Education Policy and Teacher Conferences

An intelligent child participating in class, yesterday.

The second week of the Easter Holidays is conference season for the three main teachers’ unions. This year, the INTO meets in Belfast, the TUI assemble in Cork and the ASTI meet in Killarney of the lakes.

Your faithful correspondent’s crystal ball can predict the coverage of the difference conferences right now and save everybody a lot of gas. The biggest single topic will be money, of course. There will be stories about school divestment, all focusing on the urgency of the thing and none trying to figure out how two sides who want something to happen can’t make something happen.

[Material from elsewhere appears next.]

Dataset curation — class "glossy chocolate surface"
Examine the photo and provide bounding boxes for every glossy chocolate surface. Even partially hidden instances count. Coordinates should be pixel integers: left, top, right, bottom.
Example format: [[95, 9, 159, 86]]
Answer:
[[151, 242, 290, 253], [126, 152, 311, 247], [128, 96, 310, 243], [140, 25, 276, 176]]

And there will be earnest thought pieces about the need for greater emphasis on STEM (Science, Technology, Engineering and Maths) subjects in both secondary and primary schools. STEM advocacy is so popular now that it wouldn’t surprise your correspondent if the only thing stopping some advocate form suggesting STEM subjects be taught in the womb is the fear of raising a hare in the matter of the Eighth Amendment, and we’ll get plenty of that in days to come, thank you very much.

All of these motions will be discussed by mostly earnest people who have an interest in their profession and are trying to make it better. But there is an elephant in the room that is seldom discussed, and that was only drawn to your correspondent’s attention over the weekend.

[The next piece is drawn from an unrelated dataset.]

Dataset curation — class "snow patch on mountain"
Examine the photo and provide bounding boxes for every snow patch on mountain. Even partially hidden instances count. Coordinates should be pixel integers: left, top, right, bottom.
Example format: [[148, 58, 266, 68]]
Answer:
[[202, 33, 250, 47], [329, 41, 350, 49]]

While browsing in the top floor of Hodges Figgis bookstore on Dublin’s Dawson Street, your faithful quillsman got talking to a maths teacher, who was in there because, he told me, he likes to stay on his game and ensure he has fresh questions with which to challenge his students.

We got talking about maths in general, and the nature of the subject. I half-expected a jeremiad against Project Maths, a recent initiative of the Department that is roundly despised by any maths teachers of my own acquaintance, but no. This man told me that the single biggest problem that he sees in his classes is that the poor standard of verbal reasoning among the children means that some of them struggle to understand the question itself, to say nothing of being able to answer the thing.

Stephen Leacock wrote a much-loved essay called A, B, and C: The Human Element in Mathematics, in which he speculated about the real lives of those mysterious characters who appear in maths questions – A can dig a hole at twice the speed of B, who himself digs holes at half the speed of C. If C digs three holes an hour, how long does it take A to dig five holes?

A glance at current Leaving Cert papers suggests that these sorts of problems are all over the shop, as part of making maths more “relevant.” But what it’s actually doing is making maths harder, because the child doesn’t have the skills to read the question. It seems nobody was paying attention to that one.

It’s very hard to get to the truth of these things. Teachers can feel a little paranoid about people always having a go at them, and journalists find divestment so much more box-office than dull educational theorizing. But if this anecdotal evidence is generally reflective of the current state of affairs, this is a time bomb that can fracture the state even further when it blows.

It seems the notion of the homework-less school is more and more in fashion at the present time. And that’s fine, for those who realise that, while one agrees with it at supper in Sandymount, one has been reading to Meadhbh and Conchobar since they were toddlers and making damn sure they were literate before they even got to school.

But what about the kids whose parents don’t read, and aren’t literary, or well-educated, or even educated at all? The State education system is meant to provide a safety net for them, so that they are given the one and only shot at escaping a poverty trap – education. But the State is failing badly in this remit and politicians who claim to represent the disadvantaged and marginalized in society are too busy making jackasses of themselves time and time again over water charges and other nonsense rather than trying to do something, anything, useful for once in their careers.

Class doesn’t matter. This isn’t the 19th century anymore. Education is what separates haves and have-nots now, and it is legitimate to wonder who is shouting for the have-nots when it comes to education. Not one damn person from what I can see.

Enjoy the teachers’ conferences. I am not looking forward to the 1,500 word think-piece in tomorrow’s Irish Times drawing a shrewd parallel between the divestment delay and the Tuam babies cover-up, but I am grateful that I would be able to read it if I wanted to. There isn’t a day that goes by that I’m not grateful for that ability, and my heart breaks for those who will never get the opportunity to learn as I learned. God help them.

FOCAL SCOIR: One hour and forty minutes, of course.